Von den dabei zu überwindenden Barrieren ist die erste die der Sprache: sowohl die in einem klaren, an klassischen Texten geschulten Latein wie die im Französisch des 16. Jh.s niedergeschriebenen Werke sind dem heutigen Leser nicht mehr ohne weiteres zugänglich. Dementsprechend werden auf der linken Seite die lateinischen und französischen Originaltexte, auf der rechten Seite eine deutsche Übersetzung gegenübergestellt.

Als Auswahlkriterium für die in die Ausgabe aufgenommenen Schriften geben die Herausgeber die Themenbereiche an, "die für den Theologen Calvin, für das Werden und Wachstum der Genfer Reformation und für das Verständnis der von Calvin geprägten Kirchen in besonderer Weise charakteristisch und wichtig sind". Eine Aufnahme der Institutio ist nicht beabsichtigt, da von ihr greifbare Übersetzungen in Nachdrucken vorliegen. Die beiden ersten Teilbände enthalten kleinere systematische und polemische Schriften aus dem ersten Jahrzehnt der Wirksamkeit des Reformators, darunter die Pariser Rektoratsrede Nikolaus Cops (1533), Calvins Vorrede zur Olivetanbibel (1535), das Widmungsschreiben der Institutio (1536), den Genfer Katechismus (1537), das Antwortschreiben an Kardinal Sadolet (1539), den Kleinen Abendmahlstraktat (1541) und das Epinicion (1541).
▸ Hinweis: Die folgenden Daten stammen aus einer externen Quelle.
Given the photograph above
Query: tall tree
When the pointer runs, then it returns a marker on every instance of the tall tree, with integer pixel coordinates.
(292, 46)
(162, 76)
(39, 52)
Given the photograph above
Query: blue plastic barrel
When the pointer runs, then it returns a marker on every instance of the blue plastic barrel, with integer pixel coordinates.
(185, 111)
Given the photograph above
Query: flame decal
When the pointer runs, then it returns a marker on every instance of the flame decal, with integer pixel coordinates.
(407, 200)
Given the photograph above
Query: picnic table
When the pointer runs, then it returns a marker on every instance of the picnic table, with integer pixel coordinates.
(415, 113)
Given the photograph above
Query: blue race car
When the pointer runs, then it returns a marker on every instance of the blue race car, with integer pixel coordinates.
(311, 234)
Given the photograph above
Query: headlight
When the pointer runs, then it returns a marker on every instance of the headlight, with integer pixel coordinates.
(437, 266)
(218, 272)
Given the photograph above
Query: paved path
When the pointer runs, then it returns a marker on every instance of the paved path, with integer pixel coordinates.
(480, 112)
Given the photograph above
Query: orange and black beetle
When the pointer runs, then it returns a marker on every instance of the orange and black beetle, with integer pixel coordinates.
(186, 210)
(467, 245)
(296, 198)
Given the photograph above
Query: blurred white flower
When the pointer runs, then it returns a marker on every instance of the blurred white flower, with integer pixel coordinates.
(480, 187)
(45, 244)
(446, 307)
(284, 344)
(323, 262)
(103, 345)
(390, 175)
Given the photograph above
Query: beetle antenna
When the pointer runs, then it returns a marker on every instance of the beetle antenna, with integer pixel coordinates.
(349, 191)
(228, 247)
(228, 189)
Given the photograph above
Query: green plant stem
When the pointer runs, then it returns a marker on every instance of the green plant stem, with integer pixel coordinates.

Bei der Antwort an Sadoleto wäre es sinnvoll gewesen, auch das Schreiben des Kardinals an die Genfer mit Übersetzung aufzunehmen. Im zweiten Band finden sich u. a. der Genfer Katechismus von 1545, die Gottesdienstordnung von 1542 und Calvins Abschiedsreden (1564). Der dritte Band enthält die Streitschriften gegen die Artikel der Sorbonne (1544), gegen die Akten des Trienter Konzils (1547), gegen die "Nikodemiten" (1544) und gegen die Anabaptisten (1544). Allen Editionen sind ausführliche Einleitungen in den historischen und theologischen Kontext vorangestellt. Die edierten Texte selbst sind mit Anmerkungen versehen, wo es erforderlich ist. Durch Anführung der wichtigsten Sekundärliteratur wird das ausführlichere Studium der betreffenden Schriften erleichtert.

Nach Auskunft des Vorworts soll noch ein weiterer Band mit kleineren Schriften Calvins folgen, danach sind zwei Bände mit Texten aus dem Kommentarwerk und eine Auswahl aus den Predigten Calvins geplant. Der Nutzen einer solchen handlichen Ausgabe nicht nur für Studierende der Theologie steht außer Frage. Sie setzt allerdings bei den Herausgebern einen gewissen Mut zur Unvollkommenheit voraus, die der sachverständige Benutzer gern in Kauf nimmt.

Trotzdem würde man sich bei den Übersetzungen ins Deutsche generell eine größere Genauigkeit und Nähe zu der originalen (juristisch präzisen) Diktion Calvins wünschen, ganz zu schweigen von den nicht wenigen direkten Übersetzungsfehlern, die ins Auge fallen; um nur einige Beispiele zu nennen: Mit "Tolosana curia" (Bd. 1/2, 504) ist die bischöfliche Kurie, nicht der Rat von Toulouse gemeint. "humanae vitae praecipuus finis" am Anfang des Genfer Katechismus (Bd. 2, 16) ist nicht einfach "der Sinn menschlichen Lebens", sondern "der hauptsächliche Sinn (oder Zweck) des menschlichen Lebens". "descensus ad inferos" wird vom Übersetzer mit der heute üblichen (fragwürdigen!) Formulierung: "hinabgestiegen in das Reich des Todes" wiedergegeben (Bd. 2, 35). "à noz treshonorés seigneurs sindiques et conseil" (Bd. 2, 288) heißt: "an unsere hochverehrten (vier!) Bürgermeister und den Rat", nicht: "an uns hochverehrte Ratsherren und an den Rat".

Ungeachtet solcher Beanstandungen ist die neue Calvin-Studienausgabe ein wertvolles Arbeits- und Informationsinstrument, dessen Erscheinen und weiterer Fortgang zu begrüßen ist.